Shalom. Could someone tell me if "להיות" is pronounced lihyot, lihiyot, or liheyot? I'm really confused. Thanks in advance.


----------



## I see you

I'm not sure, but I think "liheyot" is the formal pronunciation while "lihiyot" is colloquial. I've never come across "lihyot", but my guess is it's slang.


----------



## Drink

Actually lihyot is the technically correct pronunciation, but many speakers find it difficult to pronounce "h" at the end of a syllable, so they add "e" or "i". Those who drop the "h" just say "liyot".


----------



## whenu

I just checked Assimil l'hebreu sans peine. It states that it is to be pronounced "liheyot".


----------



## aavichai

the pure form is
lih-yot

but the /ih/ "pushes" to pronounce another /i/
and therefore it is pronounces "lihiyot" (wheather you want it or not)
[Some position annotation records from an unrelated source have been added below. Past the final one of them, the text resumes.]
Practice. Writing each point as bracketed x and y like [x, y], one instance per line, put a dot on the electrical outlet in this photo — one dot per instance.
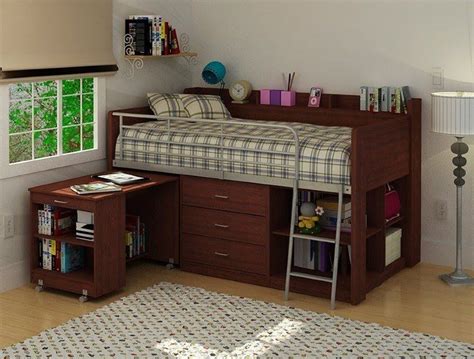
[441, 208]
[438, 78]
[9, 226]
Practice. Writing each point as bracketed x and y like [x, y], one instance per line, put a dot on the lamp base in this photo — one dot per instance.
[457, 278]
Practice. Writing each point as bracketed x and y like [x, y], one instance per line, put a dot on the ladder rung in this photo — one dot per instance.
[311, 276]
[314, 238]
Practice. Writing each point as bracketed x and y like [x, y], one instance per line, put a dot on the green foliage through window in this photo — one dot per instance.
[51, 118]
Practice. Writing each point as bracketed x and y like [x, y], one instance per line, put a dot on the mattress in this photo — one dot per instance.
[324, 150]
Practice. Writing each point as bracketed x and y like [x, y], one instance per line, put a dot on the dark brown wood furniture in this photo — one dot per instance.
[155, 201]
[386, 148]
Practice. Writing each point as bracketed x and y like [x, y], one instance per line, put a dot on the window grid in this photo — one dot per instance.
[59, 118]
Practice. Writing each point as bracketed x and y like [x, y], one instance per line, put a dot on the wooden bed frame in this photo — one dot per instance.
[386, 148]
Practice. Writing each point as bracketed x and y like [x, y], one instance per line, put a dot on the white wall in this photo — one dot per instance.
[122, 92]
[341, 45]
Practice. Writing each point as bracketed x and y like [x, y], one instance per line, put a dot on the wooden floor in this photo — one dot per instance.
[414, 299]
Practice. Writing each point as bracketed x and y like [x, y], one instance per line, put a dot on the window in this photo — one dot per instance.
[51, 118]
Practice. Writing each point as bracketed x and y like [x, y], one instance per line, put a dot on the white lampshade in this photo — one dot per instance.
[452, 113]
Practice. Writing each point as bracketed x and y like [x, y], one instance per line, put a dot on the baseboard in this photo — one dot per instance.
[14, 275]
[441, 253]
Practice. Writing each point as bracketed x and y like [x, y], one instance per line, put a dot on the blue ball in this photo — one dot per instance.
[214, 73]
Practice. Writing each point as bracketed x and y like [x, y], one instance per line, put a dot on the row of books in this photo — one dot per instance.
[59, 256]
[54, 221]
[135, 236]
[151, 35]
[329, 219]
[385, 99]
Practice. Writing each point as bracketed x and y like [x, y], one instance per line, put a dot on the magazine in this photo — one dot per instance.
[121, 178]
[95, 187]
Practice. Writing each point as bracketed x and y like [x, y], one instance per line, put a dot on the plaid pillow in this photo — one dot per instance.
[166, 105]
[205, 106]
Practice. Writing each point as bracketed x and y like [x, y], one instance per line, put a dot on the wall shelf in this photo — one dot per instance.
[150, 57]
[136, 62]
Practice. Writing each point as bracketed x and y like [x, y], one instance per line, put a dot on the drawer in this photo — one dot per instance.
[227, 225]
[222, 253]
[225, 195]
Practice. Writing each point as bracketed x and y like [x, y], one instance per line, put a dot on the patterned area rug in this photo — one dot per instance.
[169, 320]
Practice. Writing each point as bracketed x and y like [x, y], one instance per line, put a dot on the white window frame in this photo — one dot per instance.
[8, 170]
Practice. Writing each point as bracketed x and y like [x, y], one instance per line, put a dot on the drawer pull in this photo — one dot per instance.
[221, 197]
[221, 254]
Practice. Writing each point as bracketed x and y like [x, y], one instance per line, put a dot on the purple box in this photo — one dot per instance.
[264, 97]
[275, 97]
[288, 98]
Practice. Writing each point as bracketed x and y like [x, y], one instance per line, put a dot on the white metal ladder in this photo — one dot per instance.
[336, 241]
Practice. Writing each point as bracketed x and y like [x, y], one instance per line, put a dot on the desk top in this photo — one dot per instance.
[62, 188]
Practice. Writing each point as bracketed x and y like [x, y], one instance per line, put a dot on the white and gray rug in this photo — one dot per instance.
[170, 320]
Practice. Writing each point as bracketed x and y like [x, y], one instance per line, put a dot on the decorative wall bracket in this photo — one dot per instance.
[136, 62]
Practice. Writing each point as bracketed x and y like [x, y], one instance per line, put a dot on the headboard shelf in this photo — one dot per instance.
[335, 110]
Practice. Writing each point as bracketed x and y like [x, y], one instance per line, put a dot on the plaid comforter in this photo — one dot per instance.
[324, 150]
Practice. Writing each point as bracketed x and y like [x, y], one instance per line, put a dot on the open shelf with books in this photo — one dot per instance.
[81, 243]
[145, 57]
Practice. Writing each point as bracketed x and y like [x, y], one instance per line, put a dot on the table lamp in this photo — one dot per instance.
[453, 114]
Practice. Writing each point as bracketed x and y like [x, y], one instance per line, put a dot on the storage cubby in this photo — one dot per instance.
[376, 270]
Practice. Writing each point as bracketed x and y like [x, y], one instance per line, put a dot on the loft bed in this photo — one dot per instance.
[376, 148]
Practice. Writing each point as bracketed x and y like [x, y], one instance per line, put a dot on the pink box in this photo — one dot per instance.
[288, 98]
[264, 97]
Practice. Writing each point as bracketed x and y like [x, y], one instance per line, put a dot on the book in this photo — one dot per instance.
[330, 203]
[85, 231]
[84, 228]
[333, 213]
[95, 187]
[85, 217]
[121, 178]
[395, 100]
[174, 43]
[140, 30]
[373, 103]
[405, 97]
[363, 98]
[384, 103]
[135, 236]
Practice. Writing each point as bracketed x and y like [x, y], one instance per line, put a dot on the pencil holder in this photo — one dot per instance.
[275, 97]
[288, 98]
[264, 97]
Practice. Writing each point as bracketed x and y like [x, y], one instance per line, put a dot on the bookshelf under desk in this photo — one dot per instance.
[155, 201]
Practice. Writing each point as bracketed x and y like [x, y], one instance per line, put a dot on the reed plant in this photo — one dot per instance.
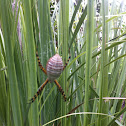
[93, 33]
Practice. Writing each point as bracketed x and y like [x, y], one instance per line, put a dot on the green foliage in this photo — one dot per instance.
[94, 80]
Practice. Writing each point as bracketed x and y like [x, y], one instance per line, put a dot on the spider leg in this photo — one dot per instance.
[60, 89]
[39, 91]
[39, 63]
[67, 62]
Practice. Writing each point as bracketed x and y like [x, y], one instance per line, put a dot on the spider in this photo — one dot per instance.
[54, 68]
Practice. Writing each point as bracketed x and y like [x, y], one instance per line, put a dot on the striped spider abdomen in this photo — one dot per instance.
[54, 67]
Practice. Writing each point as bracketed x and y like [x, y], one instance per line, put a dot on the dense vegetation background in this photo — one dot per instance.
[94, 80]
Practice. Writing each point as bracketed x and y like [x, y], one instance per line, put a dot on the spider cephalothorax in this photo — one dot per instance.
[53, 70]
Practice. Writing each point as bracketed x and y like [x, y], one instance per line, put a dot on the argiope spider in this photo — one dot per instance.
[54, 68]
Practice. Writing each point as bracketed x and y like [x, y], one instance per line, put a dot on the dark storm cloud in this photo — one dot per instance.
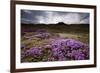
[47, 17]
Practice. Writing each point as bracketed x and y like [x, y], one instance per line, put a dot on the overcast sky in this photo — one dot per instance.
[53, 17]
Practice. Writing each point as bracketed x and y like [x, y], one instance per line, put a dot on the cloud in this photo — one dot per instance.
[48, 17]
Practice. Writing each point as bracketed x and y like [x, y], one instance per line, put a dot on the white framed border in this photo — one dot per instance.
[20, 65]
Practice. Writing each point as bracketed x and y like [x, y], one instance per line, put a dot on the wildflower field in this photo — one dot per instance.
[59, 42]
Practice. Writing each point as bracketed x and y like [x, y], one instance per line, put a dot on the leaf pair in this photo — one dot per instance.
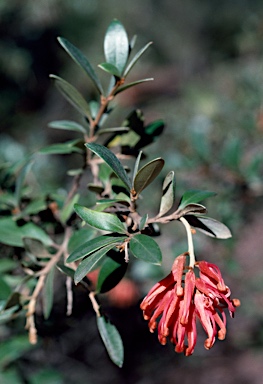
[142, 178]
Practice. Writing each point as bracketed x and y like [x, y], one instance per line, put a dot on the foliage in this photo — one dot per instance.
[60, 233]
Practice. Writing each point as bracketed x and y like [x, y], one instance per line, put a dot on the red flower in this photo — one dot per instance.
[180, 298]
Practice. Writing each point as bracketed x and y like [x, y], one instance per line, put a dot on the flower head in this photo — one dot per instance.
[181, 298]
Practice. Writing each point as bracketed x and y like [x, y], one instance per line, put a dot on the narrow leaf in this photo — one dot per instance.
[48, 293]
[168, 196]
[7, 314]
[136, 166]
[110, 68]
[67, 125]
[93, 245]
[68, 209]
[147, 174]
[113, 162]
[72, 95]
[81, 236]
[82, 61]
[192, 209]
[129, 85]
[143, 221]
[20, 180]
[194, 196]
[145, 248]
[112, 340]
[116, 45]
[61, 148]
[100, 220]
[113, 130]
[209, 226]
[136, 58]
[111, 273]
[12, 234]
[91, 262]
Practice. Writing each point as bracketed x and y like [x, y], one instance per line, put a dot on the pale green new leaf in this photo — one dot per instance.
[110, 68]
[82, 61]
[116, 45]
[129, 85]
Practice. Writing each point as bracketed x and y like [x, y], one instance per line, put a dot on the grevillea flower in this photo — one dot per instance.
[181, 298]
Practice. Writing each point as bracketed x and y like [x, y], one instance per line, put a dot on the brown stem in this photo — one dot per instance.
[30, 322]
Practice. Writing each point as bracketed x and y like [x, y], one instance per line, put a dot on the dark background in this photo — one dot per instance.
[207, 63]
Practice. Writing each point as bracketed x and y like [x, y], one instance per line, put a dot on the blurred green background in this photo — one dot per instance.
[207, 62]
a lot of speaker don't even pronounce the H
and say
lii-yot


----------



## I see you

That's really strange. I always thought "liheyot" was the formal pronunciation.


----------



## aavichai

i never heard "li-he-yot"

but the "added" vowel after the H comes naturally from the speaker

so each one "create" the comfortable vowel for him

**
the form of Lihyot
is like 
לשמור - Lish-mor
ללמוד - Lil-mod
and so
להיות - Lih-yot

but as i said - it is hard to stop at the H completly
and so the speaker "help jimself" by adding a another vowel


----------



## Ali Smith

FSI Hebrew clearly states that the infinitive is to be pronounced lihyot, but strangely enough it also states that the future tense will have an _i_ inserted in all the forms (e.g. tihiye, yihiye, nihiye) except the first person singular, which is to be pronounced eheye. Inconsistency rules!


----------



## Ali Smith

Drink said:


> Actually lihyot is the technically correct pronunciation, but many speakers find it difficult to pronounce "h" at the end of a syllable, so they add "e" or "i". Those who drop the "h" just say "liyot".
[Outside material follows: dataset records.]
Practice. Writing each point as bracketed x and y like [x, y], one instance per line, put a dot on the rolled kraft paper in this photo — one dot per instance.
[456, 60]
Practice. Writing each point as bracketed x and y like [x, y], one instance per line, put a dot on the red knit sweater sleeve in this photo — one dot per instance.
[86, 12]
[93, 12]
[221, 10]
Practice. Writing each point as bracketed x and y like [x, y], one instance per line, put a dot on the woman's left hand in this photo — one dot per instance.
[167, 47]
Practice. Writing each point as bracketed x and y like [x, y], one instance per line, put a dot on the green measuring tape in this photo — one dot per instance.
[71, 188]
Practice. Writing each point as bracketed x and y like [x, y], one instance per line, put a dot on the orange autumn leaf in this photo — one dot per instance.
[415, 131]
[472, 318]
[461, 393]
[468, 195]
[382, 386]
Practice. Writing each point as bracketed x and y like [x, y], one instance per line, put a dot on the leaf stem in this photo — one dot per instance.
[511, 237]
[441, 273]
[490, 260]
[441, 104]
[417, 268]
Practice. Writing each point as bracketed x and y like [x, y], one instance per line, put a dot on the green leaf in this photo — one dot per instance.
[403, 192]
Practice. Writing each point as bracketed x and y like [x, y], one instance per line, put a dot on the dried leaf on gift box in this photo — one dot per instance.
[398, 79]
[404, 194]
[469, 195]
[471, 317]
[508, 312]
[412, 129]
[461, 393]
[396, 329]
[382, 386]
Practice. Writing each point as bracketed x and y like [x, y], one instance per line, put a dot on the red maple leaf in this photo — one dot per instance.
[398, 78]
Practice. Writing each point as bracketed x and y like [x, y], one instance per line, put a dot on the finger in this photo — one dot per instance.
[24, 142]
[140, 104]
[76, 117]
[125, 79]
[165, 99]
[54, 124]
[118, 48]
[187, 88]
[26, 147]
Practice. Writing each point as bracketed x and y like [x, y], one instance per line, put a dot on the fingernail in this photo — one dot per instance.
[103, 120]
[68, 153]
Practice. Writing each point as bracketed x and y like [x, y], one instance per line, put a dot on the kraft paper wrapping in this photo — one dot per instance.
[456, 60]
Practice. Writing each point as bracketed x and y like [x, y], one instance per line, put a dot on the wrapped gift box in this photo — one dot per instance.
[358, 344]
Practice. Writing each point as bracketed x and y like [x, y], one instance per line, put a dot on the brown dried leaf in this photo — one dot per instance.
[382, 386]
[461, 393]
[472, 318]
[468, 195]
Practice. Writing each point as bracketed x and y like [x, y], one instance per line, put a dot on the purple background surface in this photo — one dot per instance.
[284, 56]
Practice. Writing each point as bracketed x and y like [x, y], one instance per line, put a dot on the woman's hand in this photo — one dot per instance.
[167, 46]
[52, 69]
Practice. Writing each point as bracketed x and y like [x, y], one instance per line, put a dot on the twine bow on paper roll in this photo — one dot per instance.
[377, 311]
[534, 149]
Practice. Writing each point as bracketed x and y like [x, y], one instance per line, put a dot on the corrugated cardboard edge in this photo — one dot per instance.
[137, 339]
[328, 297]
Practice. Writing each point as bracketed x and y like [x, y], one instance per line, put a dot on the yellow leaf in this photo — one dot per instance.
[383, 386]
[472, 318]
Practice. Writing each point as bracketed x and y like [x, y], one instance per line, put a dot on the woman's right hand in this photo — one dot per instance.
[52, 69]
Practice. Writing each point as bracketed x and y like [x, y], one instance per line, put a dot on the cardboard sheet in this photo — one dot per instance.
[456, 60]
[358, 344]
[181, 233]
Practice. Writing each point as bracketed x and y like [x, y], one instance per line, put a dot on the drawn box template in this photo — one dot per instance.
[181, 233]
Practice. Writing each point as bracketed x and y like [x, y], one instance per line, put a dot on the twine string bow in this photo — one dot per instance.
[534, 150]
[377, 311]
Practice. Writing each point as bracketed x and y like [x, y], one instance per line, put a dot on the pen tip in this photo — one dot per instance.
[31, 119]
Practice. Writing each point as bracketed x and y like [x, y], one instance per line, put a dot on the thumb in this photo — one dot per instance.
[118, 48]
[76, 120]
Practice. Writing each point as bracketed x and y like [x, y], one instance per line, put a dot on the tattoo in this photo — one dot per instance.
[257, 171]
But gutturals can’t take shwas, can they?
That’s why if you remove the ל you’re left with היות _heyot_, in which the first letter has a compound shwa.
So, when we add ל to the beginning shouldn’t it have the corresponding full vowel, namely סגול? Witness לעמוד and לאמור.


----------



## Drink

Ali Smith said:


> But gutturals can’t take shwas, can they?



Yes, they can. They can have shva nach, just not shva na.



Ali Smith said:


> That’s why if you remove the ל you’re left with היות _heyot_, in which the first letter has a compound shwa.



When you remove the ל, it can no longer be a shva nach and gutturals cannot have shva na.



Ali Smith said:


> So, when we add ל to the beginning shouldn’t it have the corresponding full vowel, namely סגול? Witness לעמוד and לאמור.



Normally it should, but there are exceptions such as with להיות and לחיות. Note also how וְ- + הֱיֵה becomes וֶהְיֵה.


----------



## Ali Smith

That makes sense. Thanks! And I just came across the following, which supports what you said:

וִהְיִ֤יתֶם לִי֙ קְדֹשִׁ֔ים כִּ֥י קָד֖וֹשׁ אֲנִ֣י יְהֹוָ֑ה וָאַבְדִּ֥ל אֶתְכֶ֛ם מִן־הָֽעַמִּ֖ים לִהְי֥וֹת לִֽי׃
(ויקרא כ כו)


----------



## elroy

I've always said lihyot, ehye, tihye, tihyi, yihye, nihye, tihyu, yihyu.


----------



## Drink

I thought @Ali Smith meant to highlight וִהְיִ֤יתֶם, but I could be wrong. This is definitely an unusual form by modern standards.


----------